The myth of the bed-hopping aristocracy has been debunked after researchers discovered that historically the lower classes are 12 times more likely to have had illegitimate children than those of higher ranks.
Nope, that’s not what was found at all.
Paternity scandals have often plagued the royals and gentry, with Henry I and Charles II siring at least 41 children out of wedlock between them, many of who were given the surname Fitzroy to distinguish them as offspring of the king.
Even the Archbishop of Canterbury recently discovered he was the illegitimate son of Winston Churchill’s private secretary, Sir Anthony Montague Browne.

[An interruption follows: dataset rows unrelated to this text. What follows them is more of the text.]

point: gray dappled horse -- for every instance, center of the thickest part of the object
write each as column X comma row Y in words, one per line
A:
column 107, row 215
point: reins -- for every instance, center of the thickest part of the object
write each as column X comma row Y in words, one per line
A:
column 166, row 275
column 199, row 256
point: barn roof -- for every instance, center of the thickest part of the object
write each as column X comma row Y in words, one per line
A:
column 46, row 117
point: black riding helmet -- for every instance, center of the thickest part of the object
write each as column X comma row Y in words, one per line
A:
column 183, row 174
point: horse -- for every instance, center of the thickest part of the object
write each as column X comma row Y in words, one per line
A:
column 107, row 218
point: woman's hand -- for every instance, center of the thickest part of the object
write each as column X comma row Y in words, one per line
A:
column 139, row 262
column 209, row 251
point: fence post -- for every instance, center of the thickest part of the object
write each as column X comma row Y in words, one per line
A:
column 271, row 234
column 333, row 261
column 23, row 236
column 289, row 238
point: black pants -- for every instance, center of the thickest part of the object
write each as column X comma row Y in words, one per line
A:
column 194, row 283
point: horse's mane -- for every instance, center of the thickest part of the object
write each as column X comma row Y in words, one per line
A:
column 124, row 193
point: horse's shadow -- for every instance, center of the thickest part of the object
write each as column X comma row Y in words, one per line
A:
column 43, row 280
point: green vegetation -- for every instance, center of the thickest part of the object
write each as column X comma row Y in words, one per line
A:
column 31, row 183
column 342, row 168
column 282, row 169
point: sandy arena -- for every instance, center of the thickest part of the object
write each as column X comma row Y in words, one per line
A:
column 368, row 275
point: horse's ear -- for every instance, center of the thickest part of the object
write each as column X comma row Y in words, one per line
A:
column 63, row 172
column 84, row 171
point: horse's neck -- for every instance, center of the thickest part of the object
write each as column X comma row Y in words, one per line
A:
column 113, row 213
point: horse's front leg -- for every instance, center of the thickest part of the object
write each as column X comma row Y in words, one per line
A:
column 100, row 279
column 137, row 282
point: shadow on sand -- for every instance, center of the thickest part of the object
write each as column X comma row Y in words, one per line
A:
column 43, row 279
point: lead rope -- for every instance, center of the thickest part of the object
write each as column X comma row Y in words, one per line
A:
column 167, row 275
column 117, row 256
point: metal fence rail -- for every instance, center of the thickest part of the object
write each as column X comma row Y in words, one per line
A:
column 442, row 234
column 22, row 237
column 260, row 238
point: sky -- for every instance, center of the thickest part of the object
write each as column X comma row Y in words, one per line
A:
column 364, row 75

Yes (sic) a new study by researchers at the Catholic University of Leuven (KU Leuven) in Belgium has found that the chances of being illegitimate for the European upper classes is one in 200 (0.5 per cent), compared to around one in 17 for the lower classes (just under six per cent).
No. Looking at the people today tells us who is acknowledged as being the legitimate child of the earlier unions. You’re upper class today if great grandpa agreed that he’d fathered the little blighter with great grandma, while in holy union. GGP creating little blighters the other side of the blanket – not unusual among Counts and Dukes and all that – would not lead to that inherited upper class position among the descendants of such non-holy union children. GGM creating such, well, that’s more a matter of manners than anything else.
Traditionally among the British aristocracy – or at least so the joke goes – it was an heir and a spare that were to be ensured was hubbie’s. To even enquire as to the paternity of any subsequent was impolite. That might be more of a joke than the reality but still.
The counting of the wrong thing is being done here. The wrong thing to reach the conclusion that is. To record that Pops wasn’t who he was recorded as being, sure, that differs just as the paper says. But that’s not the same as measuring the rate of bastardy. Because there are also those who are known to be bastards, who do not inherit. Whose descendants are, therefore and largely enough, not counted as being part of today’s upper classes.
Among the labouring classes there’s little to no inheritance so the distinction isn’t made with quite such vehemence. Even today Tommy Steele’s son with the Viscountess whatever it was created something of a hullaballo about inheritance. The Liv Tyler/Rundgren thing a little less legal distinction.
Off topic: I read the cartoon, is there a difference between being “caught in the FACT” and “caught in the ACT”? or is the one a corruption of the other?
I tried googling, but couldn’t find an answer on the first few scrolls down, so I gave up.